Es ist daher klar, dass der „Fall Pasternak“ dazu beigetragen hat, die nach den Ereignissen von 1956 innerhalb der Linken entstandenen Gräben zu verschärfen. Einaudianische" Kommunisten, die ihre jeweiligen Karten der PCI zwischen 1956 und 1959 gerade in Bezug auf die Ereignisse in Ungarn hinterlassen werden. Aus unterschiedlichen Gründen kritisierten sie den Roman aus ästhetischer Sicht als ein insgesamt unvollendetes Werk zwischen den großen Erzählungen des XNUMX. Jahrhunderts und der Auflösung des europäischen Romans des XNUMX. Jahrhunderts. Sie leugneten jedoch nicht den Wert des Werks und die kritische Bedeutung, die es für die marxistische Ideologie und Ästhetik einnahm, gerade ausgehend von der Lesart, die darin von revolutionären Ereignissen und Entwicklungen gegeben wurde. 

Alberto Moravia hingegen identifizierte die "unausgeglichene" Beziehung zwischen Mensch und Geschichte als zentrales Element der Handlung und kam zu dem Schluss, dass der Roman von gekrümmten Leben erzählte, die von einer überlegenen und feindlichen Macht überwältigt wurden. Artikulierter, berücksichtigte Franco Fortinis Lesart die Komplexität des Problems, mit dem die sowjetische Gesellschaft konfrontiert war, die die schwierige Aufgabe hatte, die Bedeutung und Wichtigkeit der revolutionären Erfahrung nach dem kollektiven Bewusstsein der Verbrechen Stalins zu bewerten. Pasternak zeigte dem sozialistischen Leser einen Weg aus der Sackgasse. Der legitime Zweifel am Kommunismus angesichts der bedrückenden Realität der sowjetischen Gesellschaft wurde durch eine Neuinterpretation der revolutionären Geschichte im Lichte der Gegenwart angegangen. 

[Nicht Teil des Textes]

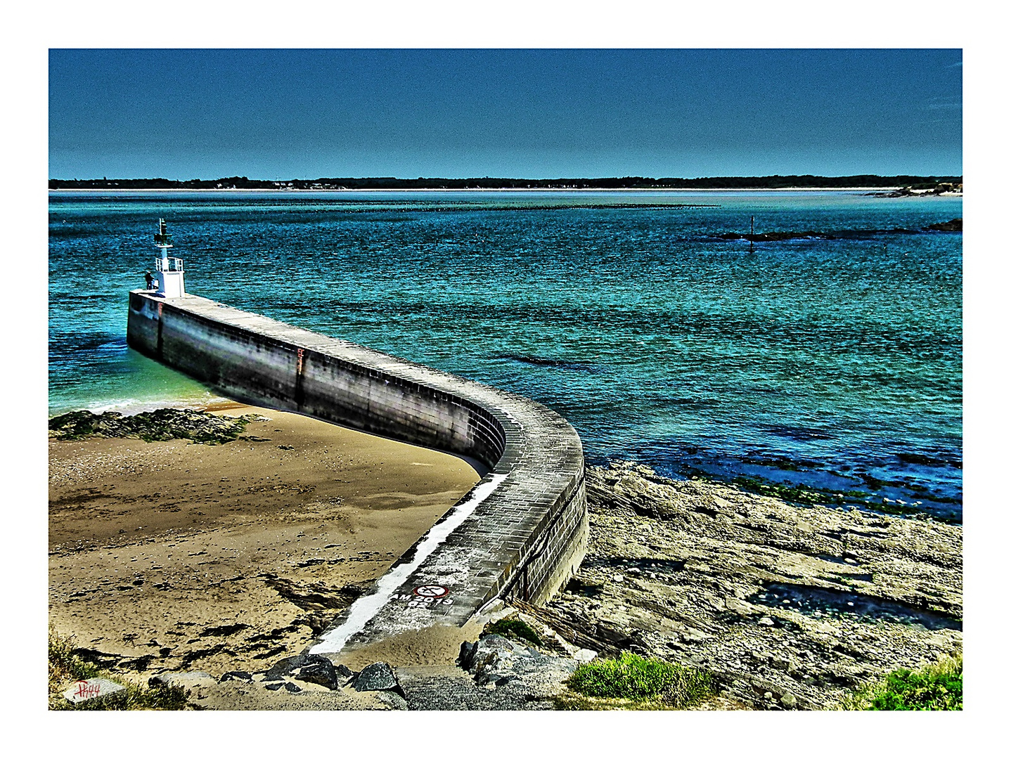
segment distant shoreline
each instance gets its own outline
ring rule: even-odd
[[[895,192],[902,187],[392,187],[377,188],[369,187],[362,189],[334,189],[334,188],[259,188],[259,187],[220,187],[220,188],[194,188],[194,187],[65,187],[50,189],[50,193],[73,192],[73,193],[137,193],[137,192],[198,192],[198,193],[228,193],[228,192],[250,192],[250,193],[305,193],[305,192],[327,192],[327,193],[381,193],[381,192],[687,192],[687,193],[712,193],[712,192]],[[941,195],[945,197],[961,197],[960,192],[914,192],[911,196],[921,195]]]

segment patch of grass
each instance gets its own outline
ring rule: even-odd
[[[530,625],[515,616],[508,616],[493,622],[484,628],[482,637],[485,635],[500,635],[502,638],[520,638],[535,646],[543,646],[541,637]]]
[[[50,708],[55,711],[108,711],[122,709],[184,709],[187,705],[186,689],[178,686],[158,685],[143,687],[131,682],[120,682],[113,675],[103,672],[95,664],[84,661],[74,653],[74,641],[58,635],[50,628]],[[71,703],[63,691],[77,680],[104,677],[118,682],[125,690],[118,693]]]
[[[617,659],[580,664],[565,684],[581,695],[624,698],[639,705],[654,702],[661,708],[685,708],[715,692],[708,672],[627,651]]]
[[[844,698],[844,709],[870,711],[960,711],[961,655],[920,669],[897,669]]]

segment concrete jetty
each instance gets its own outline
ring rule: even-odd
[[[184,294],[129,294],[127,344],[240,400],[468,456],[489,471],[312,647],[336,653],[496,597],[532,603],[586,551],[582,446],[529,398]],[[385,580],[385,582],[384,582]]]

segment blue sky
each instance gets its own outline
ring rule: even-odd
[[[958,50],[52,50],[59,179],[961,174]]]

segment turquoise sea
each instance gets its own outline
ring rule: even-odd
[[[749,245],[727,232],[831,232]],[[214,392],[126,348],[159,217],[186,287],[539,400],[587,459],[961,512],[957,197],[53,192],[50,412]]]

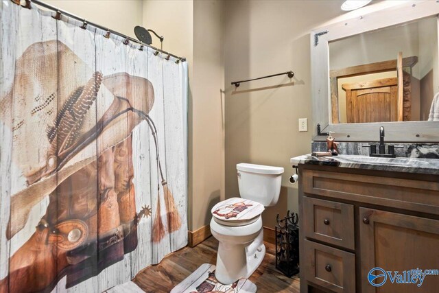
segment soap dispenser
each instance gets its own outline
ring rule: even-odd
[[[337,156],[338,154],[337,143],[335,142],[335,139],[332,136],[334,133],[335,132],[333,131],[329,132],[329,135],[327,137],[327,145],[328,152],[331,152],[333,156]]]

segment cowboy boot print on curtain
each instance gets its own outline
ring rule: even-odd
[[[147,48],[141,51],[117,38],[108,40],[95,28],[82,30],[74,22],[54,20],[36,7],[21,9],[1,2],[0,8],[1,25],[9,17],[11,27],[19,28],[16,41],[3,43],[5,49],[0,51],[2,60],[12,52],[15,61],[8,78],[0,82],[0,129],[10,132],[14,152],[6,154],[13,166],[11,181],[16,183],[0,194],[2,202],[4,194],[8,202],[10,198],[10,216],[1,218],[0,245],[12,244],[10,252],[0,251],[1,264],[5,259],[7,266],[0,270],[0,292],[50,292],[62,279],[67,283],[57,290],[84,290],[92,283],[98,284],[95,289],[103,290],[104,282],[114,285],[120,281],[108,274],[113,269],[103,270],[126,266],[119,261],[124,255],[142,259],[130,261],[132,271],[124,272],[121,280],[182,247],[187,237],[182,229],[187,228],[185,217],[180,216],[185,215],[184,176],[177,178],[176,187],[167,180],[174,182],[185,170],[180,137],[185,131],[185,81],[179,78],[187,74],[185,67],[174,62],[169,62],[167,69],[152,66],[166,61]],[[143,65],[132,66],[134,60]],[[169,70],[170,78],[165,78],[165,70]],[[147,186],[151,178],[142,175],[148,167],[156,169],[154,146],[150,150],[148,145],[147,150],[143,147],[149,143],[147,135],[157,134],[150,124],[152,117],[162,121],[166,108],[158,108],[150,117],[154,102],[152,81],[158,80],[166,81],[164,88],[176,90],[172,95],[168,92],[166,102],[175,102],[182,109],[178,109],[178,118],[166,118],[174,124],[172,129],[181,131],[174,130],[176,139],[173,134],[167,141],[178,154],[170,152],[173,164],[163,174],[165,161],[160,161],[155,145],[162,183],[156,198]],[[165,96],[159,95],[161,105]],[[151,131],[138,127],[142,123]],[[159,134],[165,136],[164,128],[159,126]],[[166,154],[163,142],[160,150]],[[8,157],[3,156],[5,150],[0,150],[2,159]],[[146,163],[139,154],[149,156]],[[169,178],[166,171],[171,172]],[[172,194],[171,186],[177,193]],[[152,217],[148,204],[159,200]],[[154,237],[154,226],[161,221],[161,232]],[[161,242],[167,235],[169,239]],[[156,244],[147,244],[147,248],[139,245],[153,241]],[[145,254],[150,256],[143,257]],[[84,282],[99,272],[102,276]]]

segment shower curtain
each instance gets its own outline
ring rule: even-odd
[[[102,292],[187,243],[187,68],[0,1],[0,293]]]

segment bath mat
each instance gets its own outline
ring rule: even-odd
[[[189,277],[172,289],[171,293],[254,293],[256,285],[248,279],[239,279],[233,284],[224,285],[215,278],[215,266],[203,263]]]
[[[145,293],[133,282],[126,282],[105,291],[105,293]]]

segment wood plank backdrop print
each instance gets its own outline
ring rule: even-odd
[[[186,63],[54,14],[0,1],[0,293],[102,292],[187,244]]]

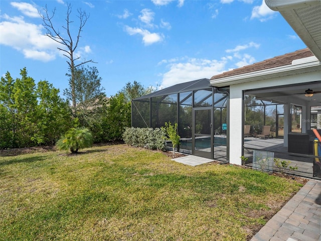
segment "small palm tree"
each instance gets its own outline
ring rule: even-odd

In liberalen Kreisen hingegen drehte sich der Diskurs meist um zwei Fragen: Zum einen um die Werkdebatte der Marxisten, deren Praxis der Verschleierung politischer und ideologischer Diskurse hinter ästhetischen Gründen kritisiert wurde; der zweite betraf die antisowjetische Funktion des Buches. Lionel Abel ging sogar so weit zu erklären, dass er den Roman nicht sehr schätzte, ihn aber wegen seiner antisowjetischen Bedeutung dennoch für unverzichtbar hielt. Für Pater Floris von Civiltà Cattolica war der Antikommunismus der Arbeit direkt mit Pasternaks spiritueller Botschaft verbunden. 

Die Lektüre von Nicola Chiaromonte, einem antifaschistischen Exilanten in den Vereinigten Staaten und antikommunistischen Intellektuellen, war interessanter und artikulierter, philologisch und literarisch. Unter letzteren sind Intellektuelle wie Tommaso Landolfi, Guido Piovene und Pietro Citati zu nennen, die versuchten, den ästhetischen Diskurs vom ideologischen zu trennen. 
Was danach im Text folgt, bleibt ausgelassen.